From here we get to see a Missy/Clara team up which ends up being as interesting as it is prickly. After losing her boyfriend to Missy’s machinations last year, Clara is understandably hurt and befuddled learning that The Doctor still considers Missy his closest friend. Best friend, worst enemy, being a Time Lord sure is complicated.
Once Missy and Clara have tracked the Doctor’s whereabouts with, err, science or something, we get The Doctor’s grand entrance. In a medieval arena, riding a tank, sporting shades and playing his “Axe.” If Tennant was the ladies man, and Smith was the brain, Capaldi is definitely the punk rock Doctor. Playing “Pretty Woman” for his newly arrived friends and regaling the crowd with chants of “dude” and jokes that are bad by any time periods standards, Capaldi’s Doctor is as charming as he is odd, as The Doctor should be.
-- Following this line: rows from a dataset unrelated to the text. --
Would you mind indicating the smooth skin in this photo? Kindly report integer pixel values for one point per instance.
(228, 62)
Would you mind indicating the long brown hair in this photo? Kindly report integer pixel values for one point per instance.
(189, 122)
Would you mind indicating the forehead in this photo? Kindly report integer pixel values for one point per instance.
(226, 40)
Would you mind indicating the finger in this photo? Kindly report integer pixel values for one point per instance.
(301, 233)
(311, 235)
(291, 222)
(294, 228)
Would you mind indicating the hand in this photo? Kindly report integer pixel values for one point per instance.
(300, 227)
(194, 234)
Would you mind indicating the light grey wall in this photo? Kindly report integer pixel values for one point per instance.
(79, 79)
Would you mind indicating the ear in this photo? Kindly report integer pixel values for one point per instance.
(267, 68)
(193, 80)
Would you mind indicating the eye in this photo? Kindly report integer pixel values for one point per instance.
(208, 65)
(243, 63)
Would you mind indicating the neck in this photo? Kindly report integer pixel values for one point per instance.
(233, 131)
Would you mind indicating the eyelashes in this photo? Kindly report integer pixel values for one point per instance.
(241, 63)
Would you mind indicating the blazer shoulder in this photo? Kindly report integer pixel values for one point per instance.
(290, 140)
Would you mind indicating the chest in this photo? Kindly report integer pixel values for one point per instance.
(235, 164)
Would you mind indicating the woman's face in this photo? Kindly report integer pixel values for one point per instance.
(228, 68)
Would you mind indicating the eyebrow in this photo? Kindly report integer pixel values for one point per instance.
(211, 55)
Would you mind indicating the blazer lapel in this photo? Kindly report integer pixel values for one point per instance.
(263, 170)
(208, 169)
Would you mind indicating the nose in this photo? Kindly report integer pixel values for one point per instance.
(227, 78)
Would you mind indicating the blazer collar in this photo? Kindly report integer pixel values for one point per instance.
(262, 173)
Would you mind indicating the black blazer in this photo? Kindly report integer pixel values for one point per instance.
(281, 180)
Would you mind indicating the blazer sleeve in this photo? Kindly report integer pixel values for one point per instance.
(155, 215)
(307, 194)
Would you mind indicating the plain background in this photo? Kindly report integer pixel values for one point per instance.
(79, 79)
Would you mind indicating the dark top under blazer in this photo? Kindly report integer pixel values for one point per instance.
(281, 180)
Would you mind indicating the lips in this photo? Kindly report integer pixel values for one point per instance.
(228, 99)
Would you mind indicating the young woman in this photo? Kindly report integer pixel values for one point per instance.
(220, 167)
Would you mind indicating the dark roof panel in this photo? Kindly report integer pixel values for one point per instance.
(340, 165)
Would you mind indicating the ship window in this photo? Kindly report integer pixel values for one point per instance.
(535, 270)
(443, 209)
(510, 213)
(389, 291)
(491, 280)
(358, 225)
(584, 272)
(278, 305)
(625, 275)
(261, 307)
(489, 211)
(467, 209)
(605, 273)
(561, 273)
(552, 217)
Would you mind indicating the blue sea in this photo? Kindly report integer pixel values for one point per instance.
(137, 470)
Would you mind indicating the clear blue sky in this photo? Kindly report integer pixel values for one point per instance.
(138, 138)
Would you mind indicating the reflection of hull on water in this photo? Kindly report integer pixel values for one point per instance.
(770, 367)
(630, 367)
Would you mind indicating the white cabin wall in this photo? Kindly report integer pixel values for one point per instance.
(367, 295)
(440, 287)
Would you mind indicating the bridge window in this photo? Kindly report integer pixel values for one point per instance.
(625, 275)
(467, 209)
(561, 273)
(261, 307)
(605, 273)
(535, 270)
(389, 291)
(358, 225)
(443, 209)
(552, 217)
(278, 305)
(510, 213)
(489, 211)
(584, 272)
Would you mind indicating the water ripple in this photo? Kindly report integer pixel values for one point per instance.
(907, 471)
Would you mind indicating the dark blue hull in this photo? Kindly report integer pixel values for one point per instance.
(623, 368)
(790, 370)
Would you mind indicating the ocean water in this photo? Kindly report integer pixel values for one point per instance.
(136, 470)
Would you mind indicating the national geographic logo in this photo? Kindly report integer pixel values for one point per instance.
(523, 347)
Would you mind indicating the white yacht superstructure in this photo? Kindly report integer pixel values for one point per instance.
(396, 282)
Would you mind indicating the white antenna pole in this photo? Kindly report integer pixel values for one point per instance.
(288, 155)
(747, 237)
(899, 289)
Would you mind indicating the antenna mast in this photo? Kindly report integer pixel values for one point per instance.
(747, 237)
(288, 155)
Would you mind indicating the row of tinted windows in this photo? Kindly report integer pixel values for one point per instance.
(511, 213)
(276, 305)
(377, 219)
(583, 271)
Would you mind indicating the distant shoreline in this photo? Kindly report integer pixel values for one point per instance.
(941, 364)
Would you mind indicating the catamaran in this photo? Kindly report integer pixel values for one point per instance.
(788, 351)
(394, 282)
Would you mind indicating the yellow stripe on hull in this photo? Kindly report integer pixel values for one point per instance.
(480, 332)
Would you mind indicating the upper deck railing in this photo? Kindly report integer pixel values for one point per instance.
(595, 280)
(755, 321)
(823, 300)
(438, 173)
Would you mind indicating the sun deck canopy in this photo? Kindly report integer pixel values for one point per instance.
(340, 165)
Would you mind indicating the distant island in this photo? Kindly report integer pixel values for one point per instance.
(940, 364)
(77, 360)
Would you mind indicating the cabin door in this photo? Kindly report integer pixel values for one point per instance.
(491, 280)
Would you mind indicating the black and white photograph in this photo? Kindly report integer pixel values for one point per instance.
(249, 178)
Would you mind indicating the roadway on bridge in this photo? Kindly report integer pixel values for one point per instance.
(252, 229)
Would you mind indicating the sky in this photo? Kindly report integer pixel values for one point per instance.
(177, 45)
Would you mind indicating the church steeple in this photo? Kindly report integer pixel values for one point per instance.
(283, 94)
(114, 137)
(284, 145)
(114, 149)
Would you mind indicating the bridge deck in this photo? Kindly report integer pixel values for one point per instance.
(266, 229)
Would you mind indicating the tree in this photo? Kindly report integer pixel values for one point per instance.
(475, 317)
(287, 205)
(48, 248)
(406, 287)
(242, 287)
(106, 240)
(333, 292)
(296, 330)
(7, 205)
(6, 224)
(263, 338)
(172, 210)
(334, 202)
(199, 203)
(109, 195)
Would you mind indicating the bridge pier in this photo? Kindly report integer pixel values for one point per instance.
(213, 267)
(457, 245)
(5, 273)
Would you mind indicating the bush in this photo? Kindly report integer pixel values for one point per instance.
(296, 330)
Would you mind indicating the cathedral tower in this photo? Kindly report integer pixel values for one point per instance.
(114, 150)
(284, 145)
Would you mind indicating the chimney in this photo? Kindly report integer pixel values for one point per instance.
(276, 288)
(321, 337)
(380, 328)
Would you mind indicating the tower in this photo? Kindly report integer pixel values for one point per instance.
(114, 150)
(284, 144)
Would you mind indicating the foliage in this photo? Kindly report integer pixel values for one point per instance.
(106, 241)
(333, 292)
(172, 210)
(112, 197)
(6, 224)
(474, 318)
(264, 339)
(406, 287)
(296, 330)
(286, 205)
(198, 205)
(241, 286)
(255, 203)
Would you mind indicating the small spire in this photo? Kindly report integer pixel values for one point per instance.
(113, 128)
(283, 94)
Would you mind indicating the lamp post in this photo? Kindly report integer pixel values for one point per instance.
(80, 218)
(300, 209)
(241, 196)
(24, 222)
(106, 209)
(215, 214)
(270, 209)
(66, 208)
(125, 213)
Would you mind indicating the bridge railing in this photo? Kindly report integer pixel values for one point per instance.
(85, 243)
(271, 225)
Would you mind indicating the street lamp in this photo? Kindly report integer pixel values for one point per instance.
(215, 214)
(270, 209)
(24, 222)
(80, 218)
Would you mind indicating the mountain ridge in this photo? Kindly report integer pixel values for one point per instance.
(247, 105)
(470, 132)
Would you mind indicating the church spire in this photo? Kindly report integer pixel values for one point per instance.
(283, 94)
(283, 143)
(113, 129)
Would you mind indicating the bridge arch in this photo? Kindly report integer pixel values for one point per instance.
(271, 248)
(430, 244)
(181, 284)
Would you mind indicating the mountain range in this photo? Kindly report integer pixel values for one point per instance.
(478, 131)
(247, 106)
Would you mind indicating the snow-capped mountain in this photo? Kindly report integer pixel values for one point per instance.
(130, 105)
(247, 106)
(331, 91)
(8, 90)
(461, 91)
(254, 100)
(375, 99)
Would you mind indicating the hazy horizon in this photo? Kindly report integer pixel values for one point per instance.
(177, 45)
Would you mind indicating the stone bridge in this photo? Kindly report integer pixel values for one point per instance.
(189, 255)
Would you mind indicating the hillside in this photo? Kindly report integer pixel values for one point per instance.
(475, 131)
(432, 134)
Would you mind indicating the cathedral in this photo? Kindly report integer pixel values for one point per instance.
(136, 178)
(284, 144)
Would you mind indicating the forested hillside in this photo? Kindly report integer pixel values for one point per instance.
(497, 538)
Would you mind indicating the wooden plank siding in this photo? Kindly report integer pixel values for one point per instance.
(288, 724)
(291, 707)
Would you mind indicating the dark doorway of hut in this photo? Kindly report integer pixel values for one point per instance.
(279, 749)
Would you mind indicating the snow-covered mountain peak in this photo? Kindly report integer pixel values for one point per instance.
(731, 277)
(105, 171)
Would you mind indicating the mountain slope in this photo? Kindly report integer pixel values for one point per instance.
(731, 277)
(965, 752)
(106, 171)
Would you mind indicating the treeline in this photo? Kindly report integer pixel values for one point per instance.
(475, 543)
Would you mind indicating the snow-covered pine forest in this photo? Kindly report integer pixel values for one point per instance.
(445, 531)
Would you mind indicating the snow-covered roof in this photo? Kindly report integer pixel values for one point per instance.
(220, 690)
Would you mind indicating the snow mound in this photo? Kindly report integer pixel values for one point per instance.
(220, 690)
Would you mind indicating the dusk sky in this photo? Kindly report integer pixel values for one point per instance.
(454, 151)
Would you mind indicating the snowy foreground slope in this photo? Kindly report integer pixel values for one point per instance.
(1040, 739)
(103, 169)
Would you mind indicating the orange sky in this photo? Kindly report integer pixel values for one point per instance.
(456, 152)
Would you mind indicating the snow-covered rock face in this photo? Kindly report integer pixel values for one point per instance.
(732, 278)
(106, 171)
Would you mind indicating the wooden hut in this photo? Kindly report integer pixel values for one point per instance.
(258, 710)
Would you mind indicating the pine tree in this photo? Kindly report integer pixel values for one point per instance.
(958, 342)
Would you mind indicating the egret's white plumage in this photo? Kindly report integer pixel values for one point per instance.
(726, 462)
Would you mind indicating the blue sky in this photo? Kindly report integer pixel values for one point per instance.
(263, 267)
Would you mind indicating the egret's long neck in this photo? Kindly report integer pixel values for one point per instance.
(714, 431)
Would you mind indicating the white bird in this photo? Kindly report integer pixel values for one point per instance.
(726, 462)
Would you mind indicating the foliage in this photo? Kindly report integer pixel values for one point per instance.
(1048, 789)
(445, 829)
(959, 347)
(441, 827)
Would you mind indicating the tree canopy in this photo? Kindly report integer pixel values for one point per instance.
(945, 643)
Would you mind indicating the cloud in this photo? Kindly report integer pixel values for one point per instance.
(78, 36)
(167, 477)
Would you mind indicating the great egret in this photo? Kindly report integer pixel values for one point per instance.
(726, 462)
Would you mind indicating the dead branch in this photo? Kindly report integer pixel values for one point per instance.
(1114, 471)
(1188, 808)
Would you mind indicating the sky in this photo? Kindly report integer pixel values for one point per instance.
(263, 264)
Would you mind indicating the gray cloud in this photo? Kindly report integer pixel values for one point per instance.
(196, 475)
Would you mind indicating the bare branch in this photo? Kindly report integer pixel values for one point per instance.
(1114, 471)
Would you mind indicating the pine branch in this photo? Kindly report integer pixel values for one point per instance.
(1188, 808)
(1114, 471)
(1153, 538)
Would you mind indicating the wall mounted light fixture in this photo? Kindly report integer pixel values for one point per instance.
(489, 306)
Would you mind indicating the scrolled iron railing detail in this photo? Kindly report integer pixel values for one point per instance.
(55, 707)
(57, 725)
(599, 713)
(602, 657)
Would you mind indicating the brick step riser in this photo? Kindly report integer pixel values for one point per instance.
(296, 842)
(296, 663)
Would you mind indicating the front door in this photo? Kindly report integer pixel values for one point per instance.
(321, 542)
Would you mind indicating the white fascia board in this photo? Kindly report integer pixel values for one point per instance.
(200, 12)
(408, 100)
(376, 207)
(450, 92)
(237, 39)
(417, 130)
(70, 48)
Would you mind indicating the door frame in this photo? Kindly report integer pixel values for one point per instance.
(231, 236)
From there our team gets summoned by our snaky friend from earlier and brought to Davros’s ship, or as we find out in another great Doctor Who misdirect, is actually the cloaked planet Skaro, homeworld of Davros and birthplace of the Daleks. The Daleks who here are back to be vicious murderers rather than just silly, yelling tin cans. The Doctor watches helplessly as the Daleks exterminate Missy, Clara, and the Tardis in quick succession, though this being Doctor Who, you know they’ll return through some timey wimey way.
In another nice nod to Doctors past, Davros plays clips from the various incarnations of The Doctor’s interactions with Davros from over the years. Then we come full circle to the beginning, the young boy on the battlefield just after The Doctor had abandoned him, but now he’s back and announces he’s there to save his friend the only way he can and points a weapon at the child announcing “Exterminate!” and then … “To be continued”? Yes this year Moffatt announced that most of the season would be comprised of two parters, both to surprise viewers’ expectations as well as giving them more time to develop characters and stories. So far, it’s working.
The ninth season of Doctor Who is off to a promising start. With a clever balance of modern sensibility and classic Who, Moffatt is both pushing forward while looking back. Any time traveler would be proud. Silly yet serious, scary yet funny, this is Doctor Who firing on all the cylinders that have made it a fifty-plus year institution. With an added air of impending doom with the announcement that Jenna Coleman will be leaving the show at some point this season and the two-parter format, it’s clear that the writers are looking to shake things up and I for one am excited to see where we end up.